A NEAT “SHOULD I EXERCISE TODAY…and HOW MUCH” TIP:
Ideally, we should be so in tune with our body (from being ‘self-referral’ / listening to our body), that we ‘just know’ when & how much to exercise.
However, a good objective way to guide you is through your ‘waking’ heart rate.
Your WAKING HEART RATE.
Your waking heart rate (WHR) is a good general indication of the general state of your body. You will find over time that with exercising regularly, your waking heart rate will decrease indicating a more efficient cardio vascular system.
Measuring your waking heart rate each morning helps you decide on your most appropriate exercise regime for the day. If your WHR increases above it’s average this indicates that your body is working harder to maintain it’s internal homeostasis (eg fighting off some virus or releasing some stress etc).
You can help by letting it divert your internal resources to the problem.
If your waking heart rate increases by more than 5 bpm – take it easy, do not exercise hard.
If your waking heart rate increases by more than 10 bpm – respect your body, do not exercise at all.
HOW TO TAKEYOUR PULSE/WAKING HR:
1. Upon first ‘waking’ in the morning, locate either your Carotid Pulse (in your neck, just around from your adam’s apple),
or your Radial Pulse (on wrist, just below the bony protuberance).
2. Count the number of times your heart beats in one minute (or the number of beats in 30 secs and multiply by two). This is your waking heart rate. Write this figure on a sheet.

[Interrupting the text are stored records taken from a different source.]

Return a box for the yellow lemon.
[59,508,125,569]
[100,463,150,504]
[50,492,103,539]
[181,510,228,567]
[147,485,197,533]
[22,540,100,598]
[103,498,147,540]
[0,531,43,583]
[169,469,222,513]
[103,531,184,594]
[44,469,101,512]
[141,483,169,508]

3. Record your waking heart rate for at least 1-2 weeks initially for best results, as waking heart rate can vary slightly due to other factors such as bladder volume, sleep/wake cycles etc
* For a fortnightly HR recording table, email us at mailto:
* Note: for reliable results, it must be your ‘waking’ HR, not merely a ‘morning’ HR (i.e whenever you think of it).
LAUGHTER MEDICINE: Speaking of Keeping Fit:
“Look at ME!!” boasted the fit old man, pounding a very flat and firm stomach, having just finished 100 sit-ups before a group of young people.
“Fit as a fiddle! And you want to know why?? I don’t smoke, I don’t drink, I don’t stay up late, and I don’t chase after loose women!!”
He smiled at them, teeth white, eyes a glitter, “And tomorrow, YAHOO, I’m going to celebrate my ’95th’ birthday!!!”
“Oh, really?” drawled one of the young onlookers, “How?”